Our entire human evolution has dealt with the increase of energy consumption. Our greatest inventions were ones that created paradigm shifts in the way we consumed energy & information.
We use machines and technology as tools to increase our entropy the same way the universe is using humanity as a tool to increase its entropy.
It seems to reason that humanity will continue on its growth trajectory. Over thousands of years we will go through several more iterations of self-organization and self replication in order to optimize energy dissipation – transferring energy through layers of higher order.
Through self-organization, humanity may merge with technology (we already have?), and then again merge with itself once everyone’s minds are connected and in-sync.
You can have 1 billion cells in a petri dish, but unless they’re connected somehow they won’t come together to form an organ.

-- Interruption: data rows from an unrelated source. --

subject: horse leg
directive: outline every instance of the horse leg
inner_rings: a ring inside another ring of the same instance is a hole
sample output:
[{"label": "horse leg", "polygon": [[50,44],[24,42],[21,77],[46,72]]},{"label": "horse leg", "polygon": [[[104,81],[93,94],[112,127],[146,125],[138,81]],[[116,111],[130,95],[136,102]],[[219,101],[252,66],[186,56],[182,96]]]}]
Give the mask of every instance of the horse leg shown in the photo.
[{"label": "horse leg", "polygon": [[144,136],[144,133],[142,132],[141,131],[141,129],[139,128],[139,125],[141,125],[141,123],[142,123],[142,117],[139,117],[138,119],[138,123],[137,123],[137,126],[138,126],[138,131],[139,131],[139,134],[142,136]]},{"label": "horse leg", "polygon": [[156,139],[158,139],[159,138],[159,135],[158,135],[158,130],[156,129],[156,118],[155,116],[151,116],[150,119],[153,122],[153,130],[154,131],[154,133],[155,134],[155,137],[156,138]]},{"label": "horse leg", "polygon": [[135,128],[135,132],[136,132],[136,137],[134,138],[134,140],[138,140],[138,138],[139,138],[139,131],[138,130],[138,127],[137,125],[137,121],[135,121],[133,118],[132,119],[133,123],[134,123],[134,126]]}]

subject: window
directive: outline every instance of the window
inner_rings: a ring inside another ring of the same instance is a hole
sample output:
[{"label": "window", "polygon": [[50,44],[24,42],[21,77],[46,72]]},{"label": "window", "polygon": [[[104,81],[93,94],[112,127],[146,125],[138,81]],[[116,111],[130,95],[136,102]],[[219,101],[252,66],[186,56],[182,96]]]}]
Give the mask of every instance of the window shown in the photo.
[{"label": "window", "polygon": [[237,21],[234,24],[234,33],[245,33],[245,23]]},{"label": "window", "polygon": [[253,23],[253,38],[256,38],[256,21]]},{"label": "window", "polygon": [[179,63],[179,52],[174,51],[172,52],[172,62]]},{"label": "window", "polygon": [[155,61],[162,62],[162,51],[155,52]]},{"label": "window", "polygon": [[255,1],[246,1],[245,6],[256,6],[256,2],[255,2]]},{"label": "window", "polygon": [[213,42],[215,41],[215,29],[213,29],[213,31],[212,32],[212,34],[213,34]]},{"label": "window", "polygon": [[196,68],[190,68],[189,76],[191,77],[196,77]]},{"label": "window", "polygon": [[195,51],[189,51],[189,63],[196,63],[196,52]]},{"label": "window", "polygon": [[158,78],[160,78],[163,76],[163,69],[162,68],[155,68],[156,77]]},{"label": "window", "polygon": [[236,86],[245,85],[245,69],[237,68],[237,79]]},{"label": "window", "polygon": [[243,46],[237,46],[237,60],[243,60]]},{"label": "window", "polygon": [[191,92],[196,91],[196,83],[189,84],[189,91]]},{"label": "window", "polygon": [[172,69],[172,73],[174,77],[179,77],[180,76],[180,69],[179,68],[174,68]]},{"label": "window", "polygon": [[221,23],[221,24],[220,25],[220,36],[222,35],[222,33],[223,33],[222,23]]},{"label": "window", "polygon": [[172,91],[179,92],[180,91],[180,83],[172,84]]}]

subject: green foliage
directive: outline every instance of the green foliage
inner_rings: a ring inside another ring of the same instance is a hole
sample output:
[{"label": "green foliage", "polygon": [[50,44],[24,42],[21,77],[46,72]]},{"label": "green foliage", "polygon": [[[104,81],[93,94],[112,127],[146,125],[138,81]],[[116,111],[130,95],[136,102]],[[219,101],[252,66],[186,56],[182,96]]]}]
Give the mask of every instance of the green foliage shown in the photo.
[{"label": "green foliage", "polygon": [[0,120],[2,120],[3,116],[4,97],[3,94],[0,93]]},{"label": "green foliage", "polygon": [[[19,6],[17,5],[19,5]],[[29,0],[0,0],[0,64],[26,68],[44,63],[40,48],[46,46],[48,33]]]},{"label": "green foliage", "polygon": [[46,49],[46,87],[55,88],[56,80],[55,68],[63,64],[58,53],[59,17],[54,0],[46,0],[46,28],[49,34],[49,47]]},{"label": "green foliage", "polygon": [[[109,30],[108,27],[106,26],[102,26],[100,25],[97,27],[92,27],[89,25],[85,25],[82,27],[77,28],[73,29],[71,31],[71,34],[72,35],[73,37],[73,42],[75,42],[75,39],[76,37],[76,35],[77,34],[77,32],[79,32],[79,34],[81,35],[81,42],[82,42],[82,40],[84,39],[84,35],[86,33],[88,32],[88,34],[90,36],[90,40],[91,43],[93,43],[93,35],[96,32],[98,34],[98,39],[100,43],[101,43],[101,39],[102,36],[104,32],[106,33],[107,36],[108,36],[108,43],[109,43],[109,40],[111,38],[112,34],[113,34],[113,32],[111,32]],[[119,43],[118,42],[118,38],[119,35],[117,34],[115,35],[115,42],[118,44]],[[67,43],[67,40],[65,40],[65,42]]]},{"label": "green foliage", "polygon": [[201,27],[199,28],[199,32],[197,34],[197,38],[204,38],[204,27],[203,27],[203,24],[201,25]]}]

If each human was a computer, we’re still uploading every file to each computer manually. Kids start at 0 and everyone needs to be brought up to speed each generation. This takes up the first 20 years of each humans life. This is a long time when you consider our natural lifespan is only ~100 years.
We need a dropbox for the human brain so when 1 person learns something, we all do. A master sync of the minds of the human race.
Through self-organization we may go from a group of individuals, to a single entity with a collective conscience. From many to one.
A new paradigm shift in information storage.
This will probably be seen as a singularity event in human history, but really it will just be a new level of organization in the constant chase of reaching an equilibrium state in a massively complex open system.
Increasing entropy, forever and ever.